Anton Yelchin's parents and documentary filmmakers remember the star on his 30th birthday

Love, Antosha - Still 1
Photo: Anton Yelchin/Sundance Institute

Anton Yelchin, who died in 2016 at the age of 27, would have celebrated his 30th birthday Monday.

The late actor is the subject of a new documentary, Love, Antosha, which pays equal attention to his extraordinary life as it does to his dynamic career. Critics and audiences adored Yelchin, who had evolved over a decade and a half from a child star to one of Hollywood’s most promising young talents, but his friends and collaborators remember him just as much for his kindness and playfulness, his insatiable curiosity, his profound devotion to his parents, and his strength as he struggled with cystic fibrosis.

“There’s a whole audience that needs to learn more about Anton,” editor and first-time director Garret Price tells EW. “I met with Viktor and Irina, and they started telling me stories about Anton, and I was hooked from day one. I knew the story needed to be told.”

Viktor and Irina first approached Drake Doremus, who directed Anton in 2011’s Like Crazy, to possibly make a documentary about their son. The filmmaker felt too close to the subject to direct the movie himself, so he recommended Price, whom he met in film school, and stayed on as a producer. “He was one of my favorite people I ever met in my life,” Doremus says of the late actor. “I loved him so much, and we had such a special, life-changing experience together, so obviously I really wanted to be a part of the film and really wanted to help bring this movie to life.”

Yelchin’s star was still on the rise at the time of his tragic death, the result of a freak accident with his car. Critically adored for his work in indies like Charlie Bartlett, Alpha Dog, Like Crazy, and Green Room, he had also entered blockbuster territory as part of the crew of the U.S.S. Enterprise, playing Pavel Chekov in the J.J. Abrams’ Star Trek reboot series. A devoted student of all kinds of cinema, Yelchin had already developed a unique and wide-ranging résumé at the time of his death and was starting to work toward making his own directorial debut.

Price conducted 60 interviews with Yelchin’s friends and collaborators — including Abrams, Jennifer Lawrence, Kristen Stewart, Chris Pine, Jodie Foster, Willem Dafoe, Zoe Saldana, Frank Langella, Ben Foster, Bryce Dallas Howard, and Simon Pegg — speaking with great candor and love about him as both an artist and a person (one particularly raunchy recollection from Lawrence is “a favorite moment when you view it with an audience,” Doremus says, laughing).

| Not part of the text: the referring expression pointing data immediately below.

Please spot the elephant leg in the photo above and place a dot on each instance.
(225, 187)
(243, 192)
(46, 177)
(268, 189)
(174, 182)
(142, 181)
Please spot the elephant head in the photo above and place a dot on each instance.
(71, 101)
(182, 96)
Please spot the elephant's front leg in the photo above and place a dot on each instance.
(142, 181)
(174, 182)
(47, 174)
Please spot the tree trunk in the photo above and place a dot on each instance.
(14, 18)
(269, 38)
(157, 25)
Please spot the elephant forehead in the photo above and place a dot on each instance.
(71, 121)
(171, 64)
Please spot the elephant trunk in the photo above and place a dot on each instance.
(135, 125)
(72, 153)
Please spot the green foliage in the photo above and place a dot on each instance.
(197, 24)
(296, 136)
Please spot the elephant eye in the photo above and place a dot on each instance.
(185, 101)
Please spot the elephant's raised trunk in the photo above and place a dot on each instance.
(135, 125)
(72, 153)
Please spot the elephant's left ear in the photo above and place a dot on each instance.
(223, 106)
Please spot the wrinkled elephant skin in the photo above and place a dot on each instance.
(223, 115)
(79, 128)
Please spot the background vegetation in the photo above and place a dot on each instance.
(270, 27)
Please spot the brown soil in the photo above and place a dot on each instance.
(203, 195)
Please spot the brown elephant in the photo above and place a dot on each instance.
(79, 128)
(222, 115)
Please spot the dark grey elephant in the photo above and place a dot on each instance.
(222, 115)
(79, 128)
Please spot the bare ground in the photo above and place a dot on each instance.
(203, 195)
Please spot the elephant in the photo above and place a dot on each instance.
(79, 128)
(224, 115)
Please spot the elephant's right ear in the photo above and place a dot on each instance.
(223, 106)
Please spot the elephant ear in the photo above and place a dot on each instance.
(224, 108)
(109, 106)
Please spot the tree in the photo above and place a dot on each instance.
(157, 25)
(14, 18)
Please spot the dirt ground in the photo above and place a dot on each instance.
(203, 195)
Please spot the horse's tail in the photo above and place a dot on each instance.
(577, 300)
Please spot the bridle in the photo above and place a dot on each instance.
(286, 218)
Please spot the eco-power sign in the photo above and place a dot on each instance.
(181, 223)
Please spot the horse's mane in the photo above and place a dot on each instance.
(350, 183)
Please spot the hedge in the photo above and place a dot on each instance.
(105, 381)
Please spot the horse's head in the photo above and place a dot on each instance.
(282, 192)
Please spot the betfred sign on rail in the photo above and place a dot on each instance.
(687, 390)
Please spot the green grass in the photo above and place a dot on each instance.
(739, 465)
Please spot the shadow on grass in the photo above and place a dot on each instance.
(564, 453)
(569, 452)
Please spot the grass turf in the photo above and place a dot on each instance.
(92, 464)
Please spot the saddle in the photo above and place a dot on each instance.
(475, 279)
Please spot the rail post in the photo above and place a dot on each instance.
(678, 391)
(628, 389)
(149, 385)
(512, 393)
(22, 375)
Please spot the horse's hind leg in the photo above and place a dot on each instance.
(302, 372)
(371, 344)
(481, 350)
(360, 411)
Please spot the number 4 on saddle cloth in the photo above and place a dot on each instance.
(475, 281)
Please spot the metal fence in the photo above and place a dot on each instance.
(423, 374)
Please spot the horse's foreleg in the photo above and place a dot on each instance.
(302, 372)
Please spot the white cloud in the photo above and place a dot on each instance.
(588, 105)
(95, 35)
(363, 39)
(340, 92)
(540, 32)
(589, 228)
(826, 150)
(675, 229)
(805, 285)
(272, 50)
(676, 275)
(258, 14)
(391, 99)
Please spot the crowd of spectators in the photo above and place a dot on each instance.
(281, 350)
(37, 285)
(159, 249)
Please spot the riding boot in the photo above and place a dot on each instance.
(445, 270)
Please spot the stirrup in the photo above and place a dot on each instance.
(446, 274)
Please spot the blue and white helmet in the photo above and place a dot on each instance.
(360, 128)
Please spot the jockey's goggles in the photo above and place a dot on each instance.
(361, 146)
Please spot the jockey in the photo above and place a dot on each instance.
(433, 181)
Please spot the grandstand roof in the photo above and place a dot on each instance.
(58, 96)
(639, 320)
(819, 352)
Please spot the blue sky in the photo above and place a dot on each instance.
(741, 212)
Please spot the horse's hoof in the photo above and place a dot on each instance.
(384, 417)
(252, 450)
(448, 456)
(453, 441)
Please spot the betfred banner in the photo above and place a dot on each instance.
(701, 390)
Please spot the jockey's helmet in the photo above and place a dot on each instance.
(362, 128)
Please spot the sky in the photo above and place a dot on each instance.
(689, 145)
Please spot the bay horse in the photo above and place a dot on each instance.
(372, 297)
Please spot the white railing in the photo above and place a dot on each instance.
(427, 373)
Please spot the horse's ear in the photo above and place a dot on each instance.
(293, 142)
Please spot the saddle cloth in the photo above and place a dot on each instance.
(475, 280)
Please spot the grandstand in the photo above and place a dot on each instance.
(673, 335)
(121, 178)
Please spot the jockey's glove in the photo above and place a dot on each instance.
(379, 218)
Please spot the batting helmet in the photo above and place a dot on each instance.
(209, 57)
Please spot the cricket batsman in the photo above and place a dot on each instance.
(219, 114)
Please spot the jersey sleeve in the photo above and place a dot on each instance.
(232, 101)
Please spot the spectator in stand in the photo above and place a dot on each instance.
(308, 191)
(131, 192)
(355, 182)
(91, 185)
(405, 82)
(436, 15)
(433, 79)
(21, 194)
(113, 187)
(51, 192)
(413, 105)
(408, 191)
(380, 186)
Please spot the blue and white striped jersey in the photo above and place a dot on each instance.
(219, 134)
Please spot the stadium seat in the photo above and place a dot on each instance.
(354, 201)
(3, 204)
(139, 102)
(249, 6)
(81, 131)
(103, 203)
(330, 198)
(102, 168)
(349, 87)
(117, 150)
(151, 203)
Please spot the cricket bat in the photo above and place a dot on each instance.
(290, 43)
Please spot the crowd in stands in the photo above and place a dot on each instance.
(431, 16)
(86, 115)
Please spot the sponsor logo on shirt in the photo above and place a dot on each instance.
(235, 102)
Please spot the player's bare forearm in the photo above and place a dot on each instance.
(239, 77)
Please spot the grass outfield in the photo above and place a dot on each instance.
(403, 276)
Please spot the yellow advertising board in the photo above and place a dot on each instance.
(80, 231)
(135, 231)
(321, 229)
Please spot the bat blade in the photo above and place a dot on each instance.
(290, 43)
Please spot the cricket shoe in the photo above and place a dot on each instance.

As far as assembling the star-studded lineup, “It wasn’t hard to get them,” Price says. “It really wasn’t. Everybody wanted to be a part of this. All people wanted to do was talk about Anton.”

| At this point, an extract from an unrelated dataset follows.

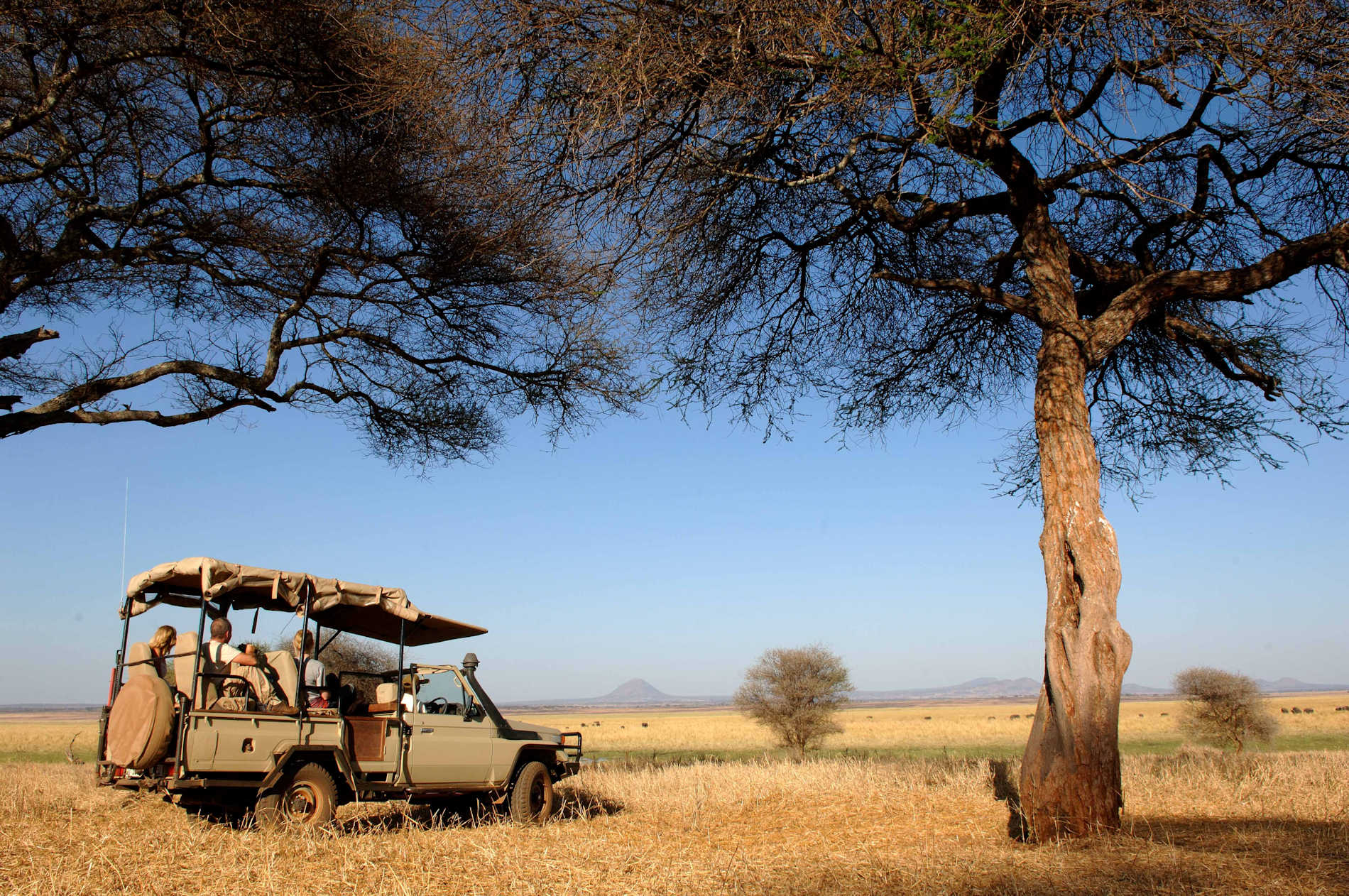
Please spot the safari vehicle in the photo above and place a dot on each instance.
(215, 748)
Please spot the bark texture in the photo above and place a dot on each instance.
(1070, 775)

“They all would say, ‘Thank you very much to make us a part of the movie,’” Viktor says. “They would say ‘honored,” Irina elaborates. “Because everybody wants to see him alive.”

“That’s true,” Doremus says. “Such an extraordinary life, such a unique life. For anybody, all of us to be a part of it is just an absolute gift.”

Viktor and Irina knew that a film would be the most fitting way to honor their late son, though “when we started, we couldn’t imagine the final product,” Viktor admits to EW. “So when I saw the movie from the beginning to the end, once, [it was] exactly what we wanted to see.” (Irina saw it up until the moment of the TV announcement of Anton’s death, “and then I couldn’t watch any further,” she says.)

“The first thing Viktor said when he saw it was Anton would have loved the film,” Doremus recalls. “Although he would say, ‘A film about me?’” Irina adds. “‘Those people are talking about me so nicely!’”

“That’s so true,” Doremus agrees. “But at the same time, if he would have made the film, I feel like he would have made something that feels like this. He wouldn’t have made a straight-ahead movie, [and] Garret made a more kaleidoscopic, sort of emotional journey in his head, the chaotic harvest of finding, and searching. It’s not your standard documentary at all.”

So naturally, Love, Antosha premiered at Sundance, one of Hollywood’s leading venues for not-your-standard-fare. “It’s a home away from home for him,” says Doremus, fondly recalling the 2011 Like Crazy premiere they celebrated there together. Five of the actor’s films screened at the Utah fest — now six.

“To be able to have the opportunity to show this one to this crowd is what he would have wanted, I think,” Price says. “It’s a love letter to family and to cinema, and that’s what I wanted to make. Those are the two things Anton loved most in life, movies and his parents.”

“And masturbating,” Doremus jokes (which, yes, a few anecdotes in the doc support this).

“And life!” Irina reminds them. That too.